夜中に「ちょっとフレットレス触ってから寝るか…」なんて思う余裕が出てきたことに自分でビックリ。

まぁ、このまま暇な日がどこまでも続くのは、逆にヤバいのだが。。。
この1年ほどは、直近の仕事の準備に追われながら、朝起きた時に自分がどこにいるのかわからなくなるくらいあちこち移動しながら、とりあえずコントラバス弾きとしてのコンディションをギリギリ整えることに精一杯だったから。こういう衝動や気紛れ、大事だな。ほんと。

本来はエレクトリックベース弾きとしてこの仕事を始めたのだ。コントラバスは学生時代に部室にあった楽器を少し触ったことがある程度だったのだが、プロになって数年経ってから突然やりたくなって吉野弘志師匠のところへ習いに行った。最初のうちは本当に下手くそで(今もだけど…)全然弾けなかったのに何故か皆さん面白がって使ってくださった。20代〜30代、両刀使いとして活動していたが、徐々にコントラバスの比率が上がってきて、気がつくとレギュラーでフレットレスを弾くバンドは、松風鉱一カルテットだけになっていた。昨年、松風さんが亡くなって、とうとう仕事でエレベを弾く機会がなくなった。

あれはいつだったか、それまで僕はフェンダーのジャズベース(フレッテッド)をずっと弾いていたのだが、なかなか気に入った楽器に巡り会えず、探しているところだった。ある日、サックスの竹野昌邦が知り合いから頼まれたという楽器を新宿 Pit Innでのライブの時に持ってきて「弾いてみる?」と触らせてくれた。素晴らしく反応の良い 1960年代のフェンダージャズベース。前の持ち主が自分でフレットを抜いたためビンテージとしての価値が低く、なかなか買い手がつかなかったらしい。しかしそのおかげで楽器のクオリティからしたら半額くらいの値段になっていた。その場で買うことに決めた。フレットレスは弾いたことがなかったが、その日からそれがメインの楽器になった。弾きすぎで指板がすぐに凸凹になる。すり合わせを繰り返しているうち、これ以上削れないところまで指板が薄くなってしまった。当時お世話になっていたメンテナンスの方と相談の上、張り替えを決意。しかも指板を黒檀にするという冒険に出た。結果とても良くなった。それまでのクオリティを損なうことなく、楽器として表現の幅が広がった。ただ一点、職人さんが「こんな綺麗な指板に線を入れられっか!」と、どうしてもフレットラインを入れてくれなかった。仕方がないので、ポジションマークだけフレットの位置に動かしてもらい、そこから必死で練習した。それには、吉野師匠の下でコントラバスを練習してきたことが非常に参考になった。
コントラバスを弾き始めたばかりの頃は、それまでエレクトリックベースで自分なりにトレーニングしてきた1234の4指で半音を取る運指をコンバスの基本、124の3指で半音を取る運指に変換する作業をしながら、練習してきた。その時に叩き込まれたフォームの基礎を逆に4指の運指に変換しフレットレスに応用する。二つの楽器を行ったり来たりしながら、それまで別物として弾きわけていた楽器をシームレスに行き来できるようになっていた。

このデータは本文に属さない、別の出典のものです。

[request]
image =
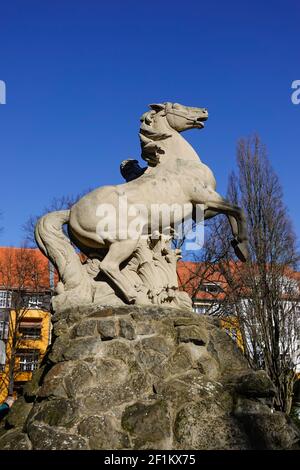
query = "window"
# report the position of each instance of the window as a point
(200, 309)
(30, 328)
(4, 325)
(211, 288)
(34, 301)
(5, 299)
(28, 359)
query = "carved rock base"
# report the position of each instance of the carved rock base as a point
(144, 378)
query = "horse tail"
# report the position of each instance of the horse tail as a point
(57, 247)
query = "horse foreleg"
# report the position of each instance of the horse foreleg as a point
(118, 252)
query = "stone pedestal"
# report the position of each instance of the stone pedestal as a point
(144, 378)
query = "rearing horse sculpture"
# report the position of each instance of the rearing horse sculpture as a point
(175, 175)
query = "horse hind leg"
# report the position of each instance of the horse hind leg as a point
(118, 252)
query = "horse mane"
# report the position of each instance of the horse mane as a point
(150, 137)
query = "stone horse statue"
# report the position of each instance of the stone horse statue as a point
(124, 266)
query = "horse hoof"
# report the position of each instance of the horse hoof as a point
(241, 250)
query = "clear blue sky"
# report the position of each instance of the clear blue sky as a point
(80, 73)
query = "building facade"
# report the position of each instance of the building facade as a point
(25, 319)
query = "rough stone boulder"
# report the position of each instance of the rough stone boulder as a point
(145, 378)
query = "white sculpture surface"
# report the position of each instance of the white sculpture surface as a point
(122, 268)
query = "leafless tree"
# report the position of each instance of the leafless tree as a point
(57, 204)
(262, 294)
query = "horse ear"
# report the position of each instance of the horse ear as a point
(157, 106)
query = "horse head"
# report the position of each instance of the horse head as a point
(180, 117)
(160, 123)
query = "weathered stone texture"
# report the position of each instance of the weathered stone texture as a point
(145, 378)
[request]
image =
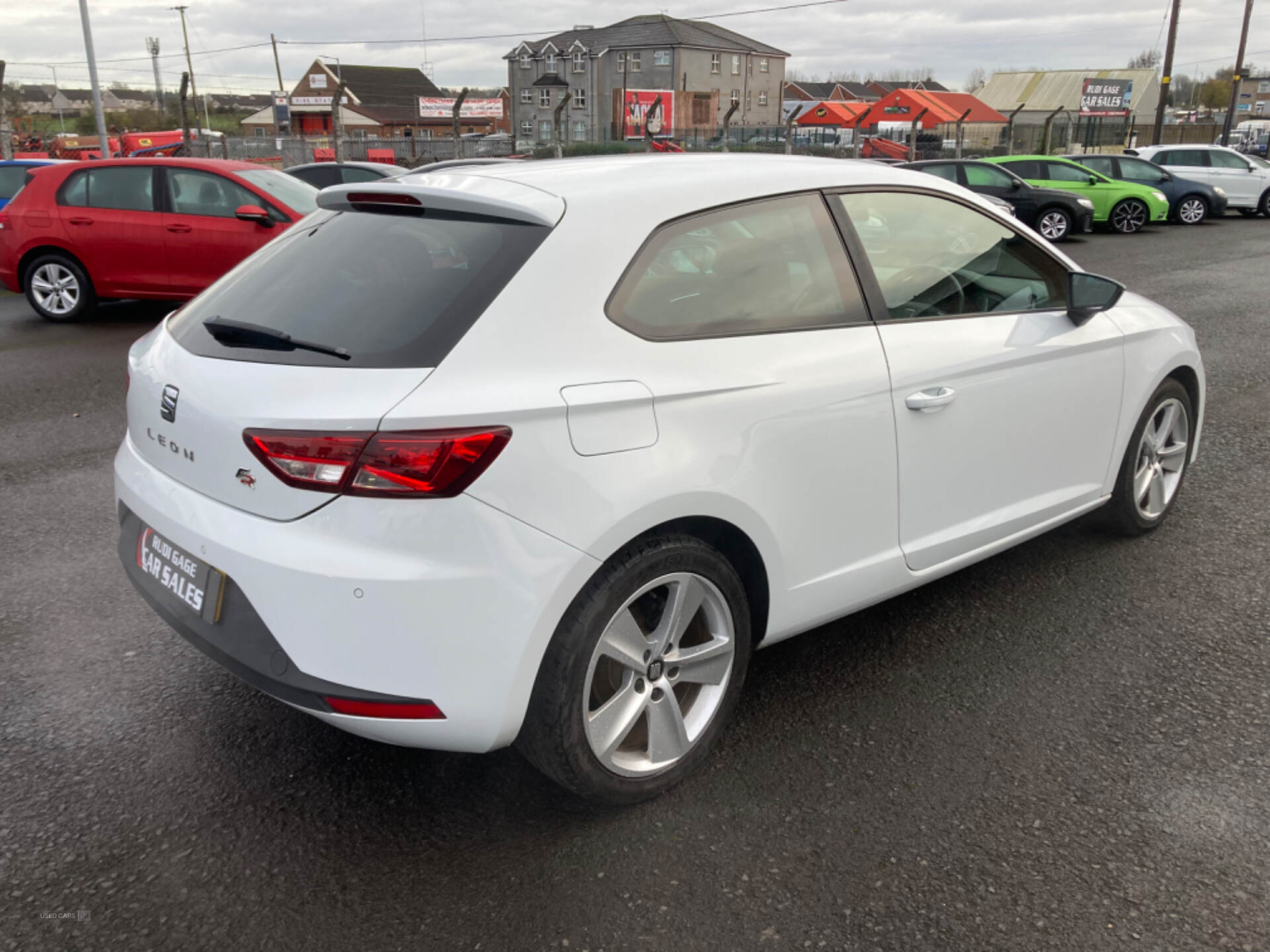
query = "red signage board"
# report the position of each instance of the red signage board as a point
(642, 112)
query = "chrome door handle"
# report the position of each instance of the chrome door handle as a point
(930, 400)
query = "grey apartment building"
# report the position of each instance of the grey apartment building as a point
(616, 73)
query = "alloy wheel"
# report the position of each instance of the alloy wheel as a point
(1053, 226)
(56, 288)
(1191, 211)
(1129, 216)
(1161, 459)
(658, 674)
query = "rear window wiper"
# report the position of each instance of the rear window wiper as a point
(243, 334)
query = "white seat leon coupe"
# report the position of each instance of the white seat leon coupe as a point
(541, 452)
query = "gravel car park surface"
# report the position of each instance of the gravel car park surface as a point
(1064, 746)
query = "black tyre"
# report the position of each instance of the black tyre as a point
(1054, 223)
(59, 288)
(1193, 210)
(1129, 215)
(1155, 462)
(642, 674)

パンデミックで仕事がゼロになり、練習しかすることがなくなった時、それまで適当に誤魔化していたアルコをちゃんとやってみようという欲が出ててきて、自分なりの練習方法をいろいろ考えてみたり、地元であった弦楽講習会に出て(ちょうど弓に関する事をやる回だった)それが間違っていないことを確認したり・・・
まだまだだけど、アルコの楽しさがわかってきて、また沼る。。。